Basically, it is China’s choice… it won’t be forced into an option it doesn’t like.

But it is a choice that obviously matters enormously for the entire world. Other Asian economies, setting Japan aside, would likely let their currencies depreciate along with the yuan to avoid losing out to China in global markets. Other manufacturing exporting and oil importing emerging economies (like Turkey) might face a bit of unwelcome pressure on their currencies as well. Not all currencies though would depreciate along side the yuan. And a weaker yuan against the euro and the yen would hurt European and Japanese exports (China exports a lot of capital goods these days, it isn’t just a producer of consumer goods). A weaker yuan, in effect, redistributes some of China’s trade pain globally, and thus poses a challenge to those parts of the world that have relied on exports rather than domestic demand to power their own economies.

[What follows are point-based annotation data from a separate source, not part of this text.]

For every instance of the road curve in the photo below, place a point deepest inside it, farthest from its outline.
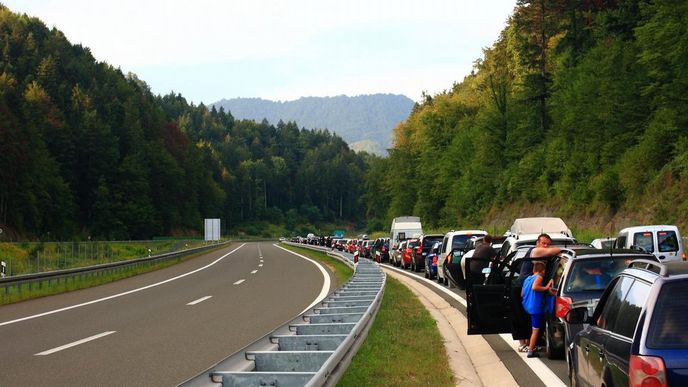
(160, 335)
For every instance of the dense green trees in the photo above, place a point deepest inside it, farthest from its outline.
(88, 151)
(579, 107)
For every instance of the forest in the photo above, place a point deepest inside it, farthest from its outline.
(579, 109)
(89, 152)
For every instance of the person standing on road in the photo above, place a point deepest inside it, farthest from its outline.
(542, 249)
(533, 299)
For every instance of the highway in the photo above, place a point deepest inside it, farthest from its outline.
(160, 328)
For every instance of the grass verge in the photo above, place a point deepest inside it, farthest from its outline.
(14, 293)
(403, 347)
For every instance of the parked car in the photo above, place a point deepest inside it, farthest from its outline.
(425, 243)
(603, 243)
(381, 250)
(399, 253)
(579, 276)
(403, 227)
(407, 253)
(431, 260)
(664, 241)
(637, 334)
(453, 244)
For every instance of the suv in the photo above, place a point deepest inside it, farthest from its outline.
(664, 241)
(450, 260)
(422, 249)
(637, 333)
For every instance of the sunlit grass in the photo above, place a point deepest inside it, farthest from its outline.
(403, 347)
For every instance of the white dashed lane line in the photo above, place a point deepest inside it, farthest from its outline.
(199, 300)
(74, 344)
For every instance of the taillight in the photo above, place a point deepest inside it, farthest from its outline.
(646, 371)
(562, 306)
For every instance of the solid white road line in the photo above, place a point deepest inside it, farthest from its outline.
(199, 300)
(326, 279)
(539, 368)
(74, 344)
(119, 294)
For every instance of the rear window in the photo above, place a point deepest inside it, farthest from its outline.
(459, 241)
(593, 274)
(669, 324)
(667, 241)
(644, 240)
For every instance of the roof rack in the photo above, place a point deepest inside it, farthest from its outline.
(646, 263)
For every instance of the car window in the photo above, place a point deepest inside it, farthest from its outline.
(612, 305)
(669, 325)
(644, 240)
(459, 241)
(667, 241)
(593, 274)
(631, 308)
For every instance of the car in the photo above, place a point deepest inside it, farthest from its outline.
(425, 242)
(381, 250)
(453, 244)
(636, 335)
(407, 252)
(431, 260)
(398, 254)
(664, 241)
(603, 243)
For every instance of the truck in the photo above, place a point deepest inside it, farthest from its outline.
(403, 227)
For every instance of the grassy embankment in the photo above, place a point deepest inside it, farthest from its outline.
(34, 257)
(403, 347)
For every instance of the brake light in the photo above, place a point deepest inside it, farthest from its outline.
(646, 371)
(562, 306)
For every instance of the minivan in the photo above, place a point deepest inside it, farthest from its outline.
(663, 241)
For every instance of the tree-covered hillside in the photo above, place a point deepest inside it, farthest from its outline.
(579, 109)
(363, 117)
(88, 151)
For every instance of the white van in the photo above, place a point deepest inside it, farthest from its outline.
(664, 241)
(403, 227)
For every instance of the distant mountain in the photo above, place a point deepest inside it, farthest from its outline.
(367, 120)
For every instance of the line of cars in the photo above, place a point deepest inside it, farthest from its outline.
(608, 305)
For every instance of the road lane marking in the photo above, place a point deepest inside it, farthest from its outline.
(120, 294)
(326, 279)
(74, 344)
(544, 373)
(199, 300)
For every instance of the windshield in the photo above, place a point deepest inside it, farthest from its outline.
(594, 274)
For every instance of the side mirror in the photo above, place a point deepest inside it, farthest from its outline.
(577, 316)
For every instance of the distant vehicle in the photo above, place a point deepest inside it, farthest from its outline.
(637, 333)
(453, 244)
(663, 241)
(422, 249)
(603, 243)
(403, 227)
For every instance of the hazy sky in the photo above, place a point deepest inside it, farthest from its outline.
(281, 49)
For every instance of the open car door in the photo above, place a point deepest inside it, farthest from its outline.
(493, 292)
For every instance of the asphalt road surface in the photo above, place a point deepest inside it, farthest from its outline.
(160, 328)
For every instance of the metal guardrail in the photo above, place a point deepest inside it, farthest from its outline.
(57, 275)
(315, 348)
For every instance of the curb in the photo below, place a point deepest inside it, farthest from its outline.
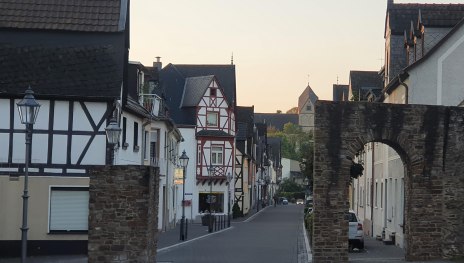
(191, 240)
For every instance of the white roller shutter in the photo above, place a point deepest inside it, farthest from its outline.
(69, 209)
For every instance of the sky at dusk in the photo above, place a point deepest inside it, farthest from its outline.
(278, 46)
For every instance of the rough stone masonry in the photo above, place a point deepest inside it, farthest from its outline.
(429, 140)
(123, 214)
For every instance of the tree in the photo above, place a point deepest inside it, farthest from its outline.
(297, 145)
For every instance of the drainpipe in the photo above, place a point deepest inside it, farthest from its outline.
(404, 75)
(144, 141)
(372, 189)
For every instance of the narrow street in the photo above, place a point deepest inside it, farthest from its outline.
(273, 235)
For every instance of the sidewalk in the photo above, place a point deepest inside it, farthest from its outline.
(166, 239)
(171, 237)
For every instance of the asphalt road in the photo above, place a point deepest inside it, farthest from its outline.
(273, 235)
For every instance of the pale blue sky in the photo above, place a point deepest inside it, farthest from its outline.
(276, 44)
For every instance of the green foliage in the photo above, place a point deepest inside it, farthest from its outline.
(297, 145)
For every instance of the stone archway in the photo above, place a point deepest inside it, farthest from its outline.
(430, 141)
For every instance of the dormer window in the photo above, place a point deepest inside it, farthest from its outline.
(212, 119)
(212, 92)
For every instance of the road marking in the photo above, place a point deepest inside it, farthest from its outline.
(191, 240)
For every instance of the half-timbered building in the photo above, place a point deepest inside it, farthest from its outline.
(76, 61)
(205, 115)
(245, 161)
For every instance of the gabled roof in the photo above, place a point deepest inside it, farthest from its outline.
(245, 120)
(404, 73)
(90, 71)
(364, 81)
(308, 94)
(225, 75)
(194, 90)
(433, 15)
(70, 15)
(436, 46)
(340, 92)
(173, 79)
(276, 120)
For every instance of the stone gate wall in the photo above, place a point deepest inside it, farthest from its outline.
(123, 214)
(430, 142)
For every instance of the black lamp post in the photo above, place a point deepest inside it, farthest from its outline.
(211, 174)
(229, 178)
(28, 109)
(112, 134)
(184, 162)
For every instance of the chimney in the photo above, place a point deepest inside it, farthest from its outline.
(158, 63)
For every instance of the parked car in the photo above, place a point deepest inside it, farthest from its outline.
(355, 232)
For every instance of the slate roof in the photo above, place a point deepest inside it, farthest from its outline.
(275, 149)
(71, 15)
(276, 120)
(340, 92)
(433, 15)
(245, 117)
(90, 71)
(172, 81)
(308, 94)
(194, 89)
(364, 81)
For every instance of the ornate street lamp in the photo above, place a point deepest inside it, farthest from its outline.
(184, 162)
(28, 109)
(229, 178)
(211, 174)
(113, 132)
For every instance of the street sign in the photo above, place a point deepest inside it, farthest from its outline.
(178, 174)
(178, 181)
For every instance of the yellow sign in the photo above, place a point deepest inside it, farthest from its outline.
(178, 181)
(178, 174)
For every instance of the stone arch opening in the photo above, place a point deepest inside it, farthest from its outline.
(377, 196)
(429, 140)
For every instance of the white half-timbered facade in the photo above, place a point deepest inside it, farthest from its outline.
(205, 114)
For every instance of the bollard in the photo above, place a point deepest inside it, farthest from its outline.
(186, 228)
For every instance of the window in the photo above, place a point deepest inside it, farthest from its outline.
(124, 128)
(381, 195)
(212, 92)
(136, 136)
(146, 145)
(212, 119)
(216, 155)
(69, 209)
(153, 146)
(216, 205)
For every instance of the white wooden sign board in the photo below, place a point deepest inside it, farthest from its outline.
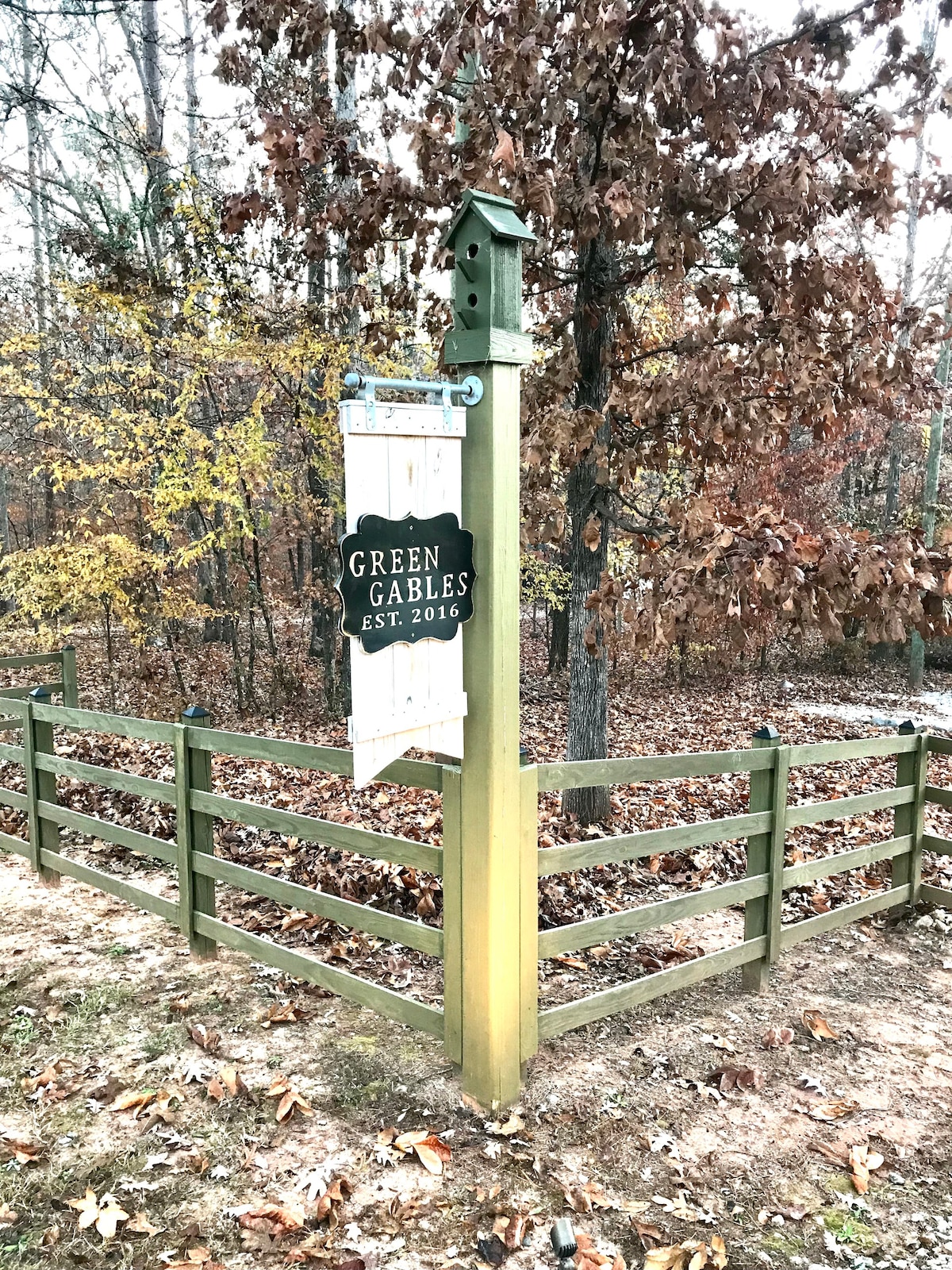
(405, 460)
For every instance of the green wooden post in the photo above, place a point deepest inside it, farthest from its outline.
(528, 918)
(908, 818)
(194, 831)
(41, 787)
(452, 916)
(67, 666)
(762, 916)
(486, 341)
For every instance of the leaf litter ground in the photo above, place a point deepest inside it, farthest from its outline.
(333, 1137)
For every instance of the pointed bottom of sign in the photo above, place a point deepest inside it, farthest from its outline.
(372, 756)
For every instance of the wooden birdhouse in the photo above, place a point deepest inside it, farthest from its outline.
(486, 239)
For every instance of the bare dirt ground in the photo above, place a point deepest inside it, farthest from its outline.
(619, 1121)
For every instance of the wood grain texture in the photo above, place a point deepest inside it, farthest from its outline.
(528, 918)
(346, 912)
(113, 725)
(647, 768)
(839, 751)
(857, 804)
(649, 842)
(90, 825)
(108, 778)
(194, 831)
(22, 694)
(647, 918)
(797, 933)
(328, 833)
(111, 884)
(452, 918)
(800, 876)
(18, 846)
(16, 664)
(490, 791)
(562, 1019)
(14, 799)
(321, 759)
(41, 789)
(937, 895)
(765, 799)
(386, 1003)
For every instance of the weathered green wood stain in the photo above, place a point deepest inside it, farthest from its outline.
(649, 842)
(647, 918)
(562, 1019)
(108, 778)
(765, 799)
(98, 829)
(111, 884)
(329, 833)
(346, 912)
(385, 1001)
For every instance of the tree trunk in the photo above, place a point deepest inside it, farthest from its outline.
(559, 639)
(931, 492)
(588, 673)
(896, 436)
(190, 86)
(33, 173)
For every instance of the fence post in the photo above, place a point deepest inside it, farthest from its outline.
(908, 818)
(67, 666)
(194, 832)
(528, 918)
(762, 916)
(41, 787)
(452, 918)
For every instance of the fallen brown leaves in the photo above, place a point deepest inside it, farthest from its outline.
(228, 1083)
(16, 1149)
(105, 1213)
(691, 1255)
(818, 1026)
(196, 1259)
(862, 1162)
(266, 1226)
(291, 1100)
(158, 1103)
(329, 1203)
(428, 1149)
(46, 1086)
(738, 1079)
(289, 1013)
(206, 1038)
(835, 1109)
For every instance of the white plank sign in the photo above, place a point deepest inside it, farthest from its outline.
(404, 460)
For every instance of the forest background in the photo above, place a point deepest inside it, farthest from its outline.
(734, 425)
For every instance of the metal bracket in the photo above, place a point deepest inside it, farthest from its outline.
(470, 393)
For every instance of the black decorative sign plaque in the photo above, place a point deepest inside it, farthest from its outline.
(405, 581)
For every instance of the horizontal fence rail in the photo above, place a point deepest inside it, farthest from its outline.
(765, 827)
(29, 728)
(192, 852)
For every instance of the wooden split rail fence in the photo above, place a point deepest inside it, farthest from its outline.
(197, 806)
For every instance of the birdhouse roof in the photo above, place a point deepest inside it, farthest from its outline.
(497, 214)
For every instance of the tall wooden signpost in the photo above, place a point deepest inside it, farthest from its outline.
(413, 571)
(498, 959)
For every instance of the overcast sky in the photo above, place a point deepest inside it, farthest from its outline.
(221, 107)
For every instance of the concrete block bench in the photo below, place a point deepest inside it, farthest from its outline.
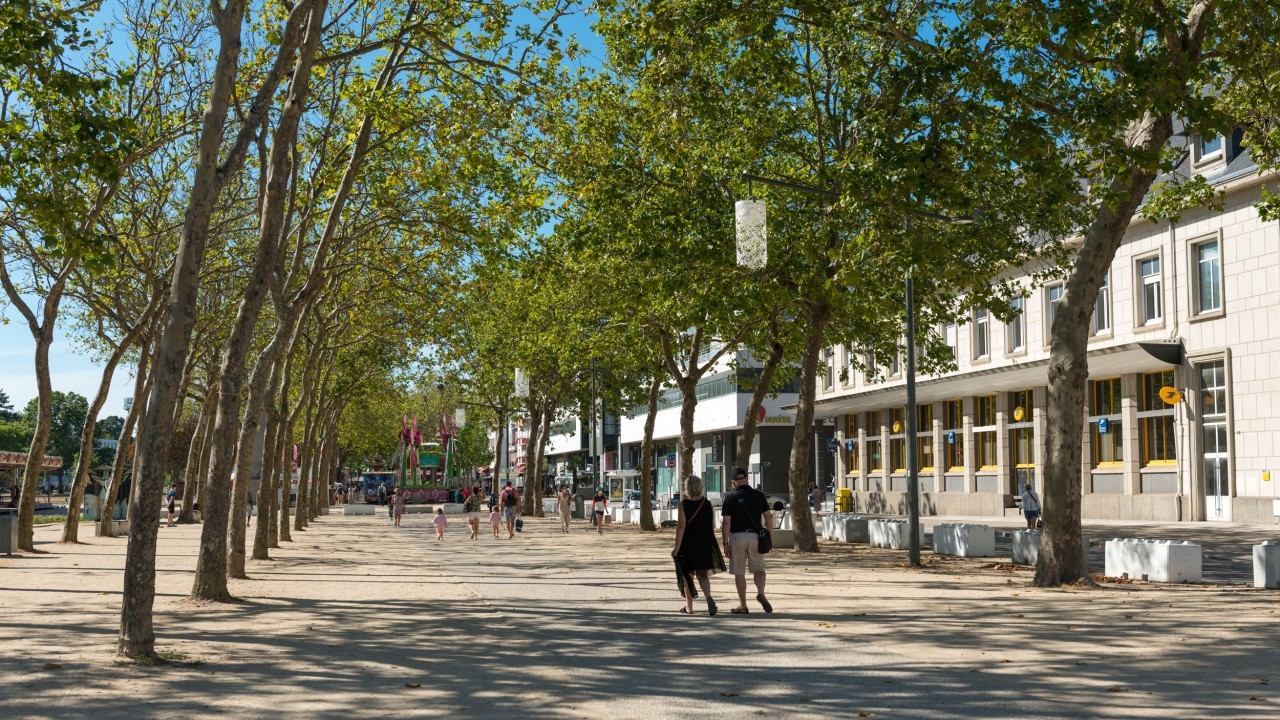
(891, 533)
(964, 540)
(1027, 546)
(1266, 565)
(848, 528)
(1159, 561)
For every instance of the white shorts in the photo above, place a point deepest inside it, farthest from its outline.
(745, 554)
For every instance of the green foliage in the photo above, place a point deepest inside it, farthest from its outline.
(60, 130)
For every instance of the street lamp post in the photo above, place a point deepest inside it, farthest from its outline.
(753, 251)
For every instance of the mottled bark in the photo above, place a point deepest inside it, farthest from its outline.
(801, 440)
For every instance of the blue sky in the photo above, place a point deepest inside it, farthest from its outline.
(73, 372)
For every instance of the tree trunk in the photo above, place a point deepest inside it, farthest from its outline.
(192, 477)
(113, 487)
(801, 441)
(746, 438)
(1061, 559)
(209, 176)
(647, 454)
(210, 580)
(71, 531)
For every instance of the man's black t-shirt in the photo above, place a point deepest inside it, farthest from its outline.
(744, 507)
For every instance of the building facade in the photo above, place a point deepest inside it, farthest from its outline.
(1183, 401)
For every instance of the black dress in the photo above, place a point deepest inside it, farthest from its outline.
(698, 548)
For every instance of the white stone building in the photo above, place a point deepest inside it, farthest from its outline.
(1192, 305)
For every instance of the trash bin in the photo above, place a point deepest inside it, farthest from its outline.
(844, 500)
(8, 531)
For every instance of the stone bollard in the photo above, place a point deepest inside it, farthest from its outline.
(1266, 565)
(1157, 561)
(1027, 547)
(849, 528)
(891, 533)
(964, 541)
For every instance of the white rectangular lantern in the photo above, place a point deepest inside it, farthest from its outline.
(521, 383)
(753, 246)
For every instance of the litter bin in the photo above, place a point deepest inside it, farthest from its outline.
(844, 500)
(8, 531)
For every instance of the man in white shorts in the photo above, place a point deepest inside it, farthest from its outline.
(746, 513)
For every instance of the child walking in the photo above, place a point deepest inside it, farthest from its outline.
(440, 523)
(494, 519)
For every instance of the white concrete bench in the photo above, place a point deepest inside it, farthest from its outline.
(964, 541)
(848, 528)
(1027, 547)
(1159, 561)
(891, 533)
(1266, 565)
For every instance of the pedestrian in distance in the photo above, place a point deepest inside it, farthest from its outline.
(563, 505)
(440, 522)
(599, 507)
(398, 505)
(475, 501)
(746, 515)
(510, 501)
(1031, 506)
(696, 552)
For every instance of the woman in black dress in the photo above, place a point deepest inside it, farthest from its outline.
(696, 551)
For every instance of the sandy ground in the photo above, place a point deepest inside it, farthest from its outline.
(356, 619)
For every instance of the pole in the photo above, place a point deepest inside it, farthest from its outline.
(913, 461)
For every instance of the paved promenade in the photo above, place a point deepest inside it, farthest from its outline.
(360, 620)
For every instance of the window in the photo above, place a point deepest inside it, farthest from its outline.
(981, 335)
(1102, 308)
(1208, 278)
(1156, 420)
(853, 455)
(1207, 147)
(955, 429)
(1152, 305)
(984, 441)
(1015, 332)
(1105, 424)
(874, 455)
(1055, 296)
(897, 441)
(924, 436)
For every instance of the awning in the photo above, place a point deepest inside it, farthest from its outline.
(1104, 363)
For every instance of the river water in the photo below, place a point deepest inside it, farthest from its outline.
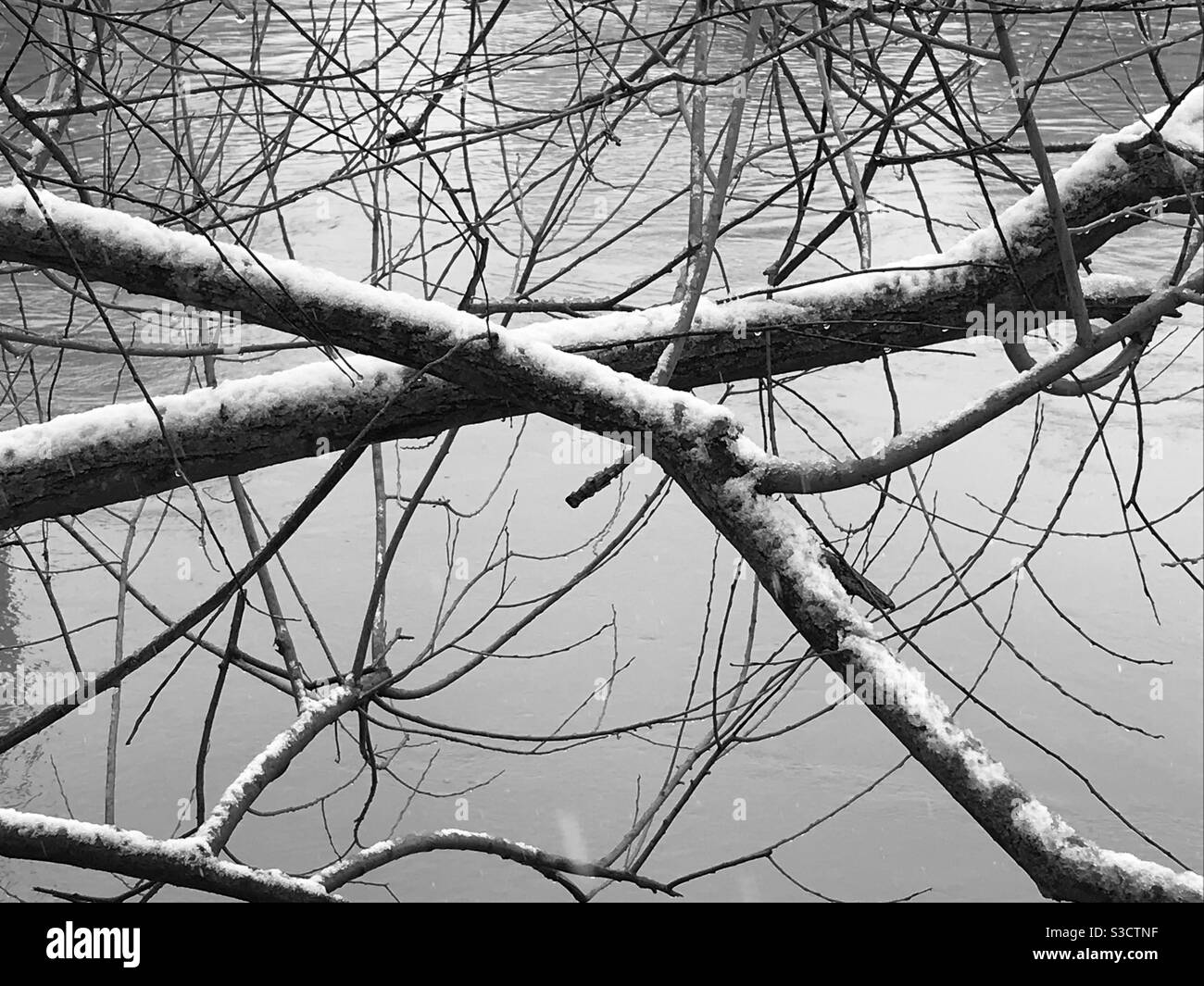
(646, 605)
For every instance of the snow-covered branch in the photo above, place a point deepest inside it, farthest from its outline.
(113, 454)
(910, 448)
(353, 867)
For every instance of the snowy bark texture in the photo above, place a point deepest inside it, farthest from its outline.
(697, 443)
(115, 454)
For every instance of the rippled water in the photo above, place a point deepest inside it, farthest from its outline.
(906, 836)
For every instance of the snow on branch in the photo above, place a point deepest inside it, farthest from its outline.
(907, 449)
(116, 454)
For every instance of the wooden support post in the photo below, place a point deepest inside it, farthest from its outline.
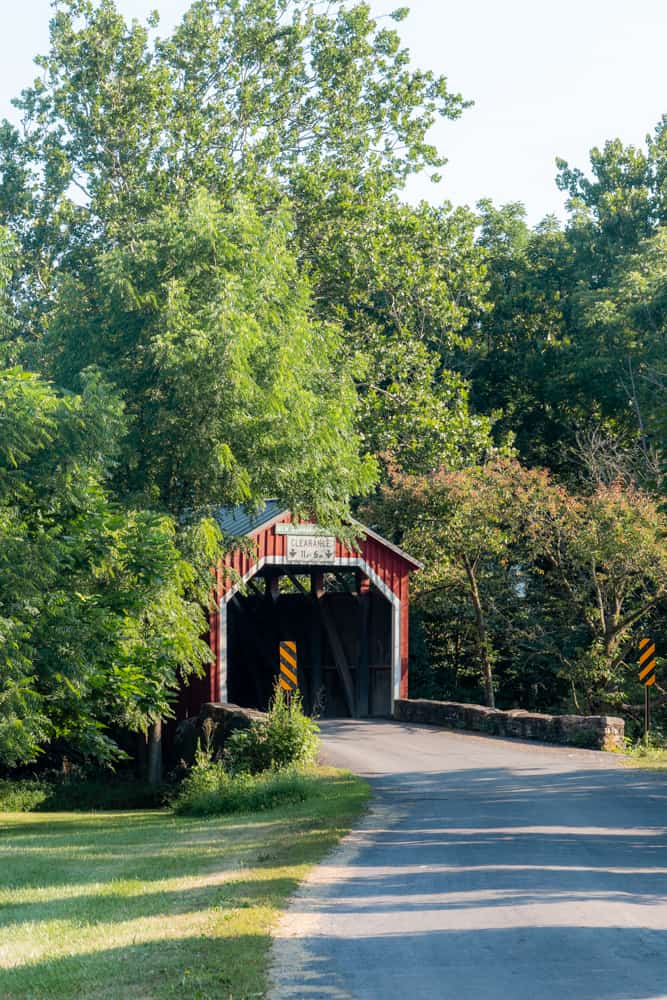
(363, 671)
(258, 646)
(316, 592)
(340, 659)
(297, 583)
(273, 587)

Oh, and Trump would also have to decide if he would raise the tariff rate above 25 percent in response to China’s depreciation (or move quickly to extend the tariffs to all trade with China), as he has threatened in the past.***

That’s why my best guess is that China limits any near-term move as it tries to see if there is still time (and will) to cut a deal that avoids further escalation.

* This is the estimated effect of going from zero to 25. Some of that effect has already happened, as Trump had already introduced a 25 percent tariff on $50 billion of Chinese imports and a 10 percent tariff on another $200 billion in imports.

** The gap between the extensive coverage that trade policy shifts receive relative to the limited coverage typically provided to the impact of exchange rate moves is a pet peeve of mine.

*** The game theory here is probably interesting. Too big a move now risks provoking Trump into the kind of broad tariffs that China likely wants to avoid. I suspect the optimal time for a major depreciation would be once Trump has extended the tariffs fully.